Ken Clarke's comments: the view of an ex-Rape Crisis counsellor

At our charity we were never required to treat survivors of rape differently. Clarke's hierarchy of seriousness is perverse

You might assume survivors of rape need all the support that society, and indeed their government, can afford them. And yet, Ken Clarke on Wednesday delivered a special kind of blow to those already down, with his astonishing statement that some rapes were more serious than others.

I volunteered as a telephone counsellor for three years at Manchester Rape Crisis and we were never required to treat survivors of rape differently. An hour of counselling for survivors of "proper, serious rape" and a little less for victims of silly "date rape"? Certainly not. We did not distinguish between types of rape because all forms of rape are exceptionally distressing for the survivor ? and all types of rape are serious. Through distinguishing "serious" and "less serious" rape, Clarke assumed a perverse gradient of suffering, a warped taxonomy of perceived victimisation. Perhaps one of his gravest errors is that by choosing his words so uncarefully, he removed agency from the victims, with the level of seriousness of the crime committed against their own body no longer evaluated by themselves, but by a politician.

"Date rape" is already a woefully misleading and loaded term, and it must not be characterised as a less serious crime. Instances of date rape are already received with dismissive attitudes, which often seem to imply "oh well, she probably regretted it the next day", or insinuations that by eating opposite someone in a restaurant, you somehow offered your unbridled sexual consent. It is no great secret that the sweeping majority of rapes are not of the masked-man-in-a-dark-alley variety, but by someone the victim knows. Does Clarke believe this is a less serious form of rape? When it is by your boyfriend? Your husband? The father of your children?

Disassociating one type of rape from another removes a small comfort many survivors have ? they are not alone; shattering their experiences into "levels of seriousness" in the public discourse removes a unity survivors can draw strength from. Group therapy proves to be an outlet through which many survivors find support; it is a setting in which they are able to explore their thoughts, and where their experiences are shared and understood. This outlet would be put in jeopardy if survivors' experiences were to be widely marked or publicly referred to on a hierarchy of seriousness.

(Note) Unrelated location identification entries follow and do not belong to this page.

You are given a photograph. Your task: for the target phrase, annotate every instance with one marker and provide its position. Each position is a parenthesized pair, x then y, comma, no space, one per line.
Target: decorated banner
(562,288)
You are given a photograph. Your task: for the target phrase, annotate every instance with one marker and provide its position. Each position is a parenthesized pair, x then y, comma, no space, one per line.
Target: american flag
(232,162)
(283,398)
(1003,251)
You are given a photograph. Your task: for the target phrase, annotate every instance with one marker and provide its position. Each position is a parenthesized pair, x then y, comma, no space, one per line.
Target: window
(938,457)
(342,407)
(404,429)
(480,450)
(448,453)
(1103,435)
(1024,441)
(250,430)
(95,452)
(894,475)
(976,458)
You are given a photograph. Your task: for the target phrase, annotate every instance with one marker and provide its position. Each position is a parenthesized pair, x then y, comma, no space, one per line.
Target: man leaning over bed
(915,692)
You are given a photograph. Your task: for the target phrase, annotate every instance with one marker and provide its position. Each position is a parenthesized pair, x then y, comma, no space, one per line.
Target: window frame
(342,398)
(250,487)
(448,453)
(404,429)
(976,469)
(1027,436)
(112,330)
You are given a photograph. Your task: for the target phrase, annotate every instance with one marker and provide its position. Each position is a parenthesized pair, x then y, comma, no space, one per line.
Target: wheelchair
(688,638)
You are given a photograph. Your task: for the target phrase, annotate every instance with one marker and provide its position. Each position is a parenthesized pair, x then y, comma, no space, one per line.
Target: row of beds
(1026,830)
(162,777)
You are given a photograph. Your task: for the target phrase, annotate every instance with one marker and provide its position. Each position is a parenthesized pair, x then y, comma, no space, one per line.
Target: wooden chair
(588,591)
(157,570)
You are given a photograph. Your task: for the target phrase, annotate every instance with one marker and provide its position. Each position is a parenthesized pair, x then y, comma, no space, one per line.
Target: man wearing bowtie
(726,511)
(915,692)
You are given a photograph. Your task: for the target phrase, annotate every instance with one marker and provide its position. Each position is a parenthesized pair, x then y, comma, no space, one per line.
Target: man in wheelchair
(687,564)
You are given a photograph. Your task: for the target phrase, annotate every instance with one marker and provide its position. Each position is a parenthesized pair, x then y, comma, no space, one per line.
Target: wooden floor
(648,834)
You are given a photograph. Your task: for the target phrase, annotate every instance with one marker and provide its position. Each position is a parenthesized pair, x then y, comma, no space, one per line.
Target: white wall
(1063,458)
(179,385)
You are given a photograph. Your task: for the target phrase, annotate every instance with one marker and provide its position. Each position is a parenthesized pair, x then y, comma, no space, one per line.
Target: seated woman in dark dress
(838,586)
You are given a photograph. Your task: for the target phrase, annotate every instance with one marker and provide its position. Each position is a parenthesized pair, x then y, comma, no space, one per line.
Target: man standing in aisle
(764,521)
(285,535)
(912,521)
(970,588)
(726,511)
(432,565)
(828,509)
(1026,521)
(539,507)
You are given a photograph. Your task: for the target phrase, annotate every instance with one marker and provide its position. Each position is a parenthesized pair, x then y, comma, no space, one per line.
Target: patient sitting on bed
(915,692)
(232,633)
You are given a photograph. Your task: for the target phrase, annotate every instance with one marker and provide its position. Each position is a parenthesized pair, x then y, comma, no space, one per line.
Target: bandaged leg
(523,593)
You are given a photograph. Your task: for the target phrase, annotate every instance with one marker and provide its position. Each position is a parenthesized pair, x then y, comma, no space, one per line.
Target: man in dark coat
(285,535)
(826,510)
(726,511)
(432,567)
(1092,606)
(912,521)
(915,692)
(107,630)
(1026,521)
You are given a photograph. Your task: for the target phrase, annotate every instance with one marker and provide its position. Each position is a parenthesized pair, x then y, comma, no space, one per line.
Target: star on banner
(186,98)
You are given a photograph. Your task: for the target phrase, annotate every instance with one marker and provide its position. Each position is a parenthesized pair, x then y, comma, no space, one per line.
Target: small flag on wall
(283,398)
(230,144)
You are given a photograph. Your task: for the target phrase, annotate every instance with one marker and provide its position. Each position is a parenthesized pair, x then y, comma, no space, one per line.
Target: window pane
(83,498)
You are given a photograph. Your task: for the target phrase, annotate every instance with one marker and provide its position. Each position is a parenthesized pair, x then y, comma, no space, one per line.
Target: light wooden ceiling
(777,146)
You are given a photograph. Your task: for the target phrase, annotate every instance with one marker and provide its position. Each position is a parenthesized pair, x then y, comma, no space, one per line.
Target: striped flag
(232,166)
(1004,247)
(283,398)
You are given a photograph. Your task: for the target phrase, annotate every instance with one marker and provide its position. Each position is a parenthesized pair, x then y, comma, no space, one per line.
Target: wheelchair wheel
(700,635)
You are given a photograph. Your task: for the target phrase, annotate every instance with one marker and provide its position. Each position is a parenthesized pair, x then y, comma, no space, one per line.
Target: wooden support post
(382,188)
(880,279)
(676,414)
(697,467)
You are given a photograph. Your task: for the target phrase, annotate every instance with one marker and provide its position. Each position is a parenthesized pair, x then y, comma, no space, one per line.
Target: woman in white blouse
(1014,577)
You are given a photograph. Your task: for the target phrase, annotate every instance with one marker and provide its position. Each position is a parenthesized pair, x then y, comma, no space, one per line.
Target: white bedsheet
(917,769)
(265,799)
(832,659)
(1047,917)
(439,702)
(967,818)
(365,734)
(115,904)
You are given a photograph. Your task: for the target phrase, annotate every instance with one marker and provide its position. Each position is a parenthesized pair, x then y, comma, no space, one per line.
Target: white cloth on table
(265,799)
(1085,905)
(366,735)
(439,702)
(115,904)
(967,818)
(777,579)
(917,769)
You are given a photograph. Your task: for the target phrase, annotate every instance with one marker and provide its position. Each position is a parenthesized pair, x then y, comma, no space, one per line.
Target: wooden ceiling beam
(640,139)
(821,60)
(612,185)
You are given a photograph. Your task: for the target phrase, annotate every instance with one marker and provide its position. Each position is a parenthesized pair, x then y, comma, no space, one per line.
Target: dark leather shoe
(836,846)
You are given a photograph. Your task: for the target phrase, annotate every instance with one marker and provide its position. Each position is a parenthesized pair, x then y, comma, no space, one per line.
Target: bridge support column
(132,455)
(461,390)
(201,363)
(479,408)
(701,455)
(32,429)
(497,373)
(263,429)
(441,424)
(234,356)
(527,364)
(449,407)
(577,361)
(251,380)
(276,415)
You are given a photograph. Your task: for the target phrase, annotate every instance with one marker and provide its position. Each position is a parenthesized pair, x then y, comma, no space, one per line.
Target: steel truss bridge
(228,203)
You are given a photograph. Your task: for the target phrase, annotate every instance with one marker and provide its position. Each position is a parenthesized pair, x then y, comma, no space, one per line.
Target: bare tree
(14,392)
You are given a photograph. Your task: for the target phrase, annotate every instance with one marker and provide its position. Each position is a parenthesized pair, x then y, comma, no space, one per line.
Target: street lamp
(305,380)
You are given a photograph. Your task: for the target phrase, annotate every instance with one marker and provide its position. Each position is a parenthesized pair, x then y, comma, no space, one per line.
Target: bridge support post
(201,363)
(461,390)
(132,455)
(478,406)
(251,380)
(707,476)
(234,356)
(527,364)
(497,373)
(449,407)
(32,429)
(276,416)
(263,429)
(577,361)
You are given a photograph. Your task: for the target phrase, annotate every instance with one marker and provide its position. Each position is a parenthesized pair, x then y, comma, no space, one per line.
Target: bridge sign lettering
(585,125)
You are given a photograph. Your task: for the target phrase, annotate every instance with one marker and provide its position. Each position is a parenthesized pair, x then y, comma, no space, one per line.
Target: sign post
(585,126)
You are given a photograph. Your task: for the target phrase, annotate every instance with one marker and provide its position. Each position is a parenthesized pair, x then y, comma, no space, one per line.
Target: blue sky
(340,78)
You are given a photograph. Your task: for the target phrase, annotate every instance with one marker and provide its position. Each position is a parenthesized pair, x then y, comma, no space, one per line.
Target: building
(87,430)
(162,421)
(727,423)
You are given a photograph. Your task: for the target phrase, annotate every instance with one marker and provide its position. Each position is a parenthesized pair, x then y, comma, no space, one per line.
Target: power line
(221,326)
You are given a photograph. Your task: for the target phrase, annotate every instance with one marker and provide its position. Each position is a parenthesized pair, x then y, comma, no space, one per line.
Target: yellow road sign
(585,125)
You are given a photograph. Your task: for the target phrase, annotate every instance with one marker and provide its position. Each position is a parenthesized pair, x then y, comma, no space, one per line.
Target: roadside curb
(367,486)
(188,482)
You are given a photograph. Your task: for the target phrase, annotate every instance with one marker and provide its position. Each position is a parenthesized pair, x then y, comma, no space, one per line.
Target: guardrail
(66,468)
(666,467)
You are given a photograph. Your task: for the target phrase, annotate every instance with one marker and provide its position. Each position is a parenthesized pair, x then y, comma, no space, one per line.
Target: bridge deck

Regardless of the circumstances surrounding rape, survivors go through the same traumatic investigation, the same demeaning trial, the same stigma and a similar process of recovery. Clarke made these comments as part of a proposal to increase rape convictions; surely the most important part of this proposal is ensuring survivors of rape feel comfortable enough to come forward without fear their allegations will not be taken seriously, and that they will not have to compromise in order to achieve a semblance of justice?

Clarke is calling for reduced sentencing for those pleading guilty. Are lesser sentences for rapists pleading guilty the most pressing area in need of change within rape trials and investigations? Why not propose extended sentences for those convicted who didn't plead guilty? Or address a dismissive and sceptical bureaucracy in which women saying they have been raped are largely doubted? Bargaining with rapists won't improve rape conviction rates ? confronting a discourse that enables attitudes such as these will.

One of the reasons why I eventually stopped volunteering with Rape Crisis is because at the end of one phone call, there is always another. And another. And another. There is a wider issue to be addressed here, and it's to do with what many have called "rape culture". It's to do with widely held beliefs that victims somehow ask for it. It's to do with the adjectives used by Clarke. And having these opinions echoed by a senior member of parliament validates them.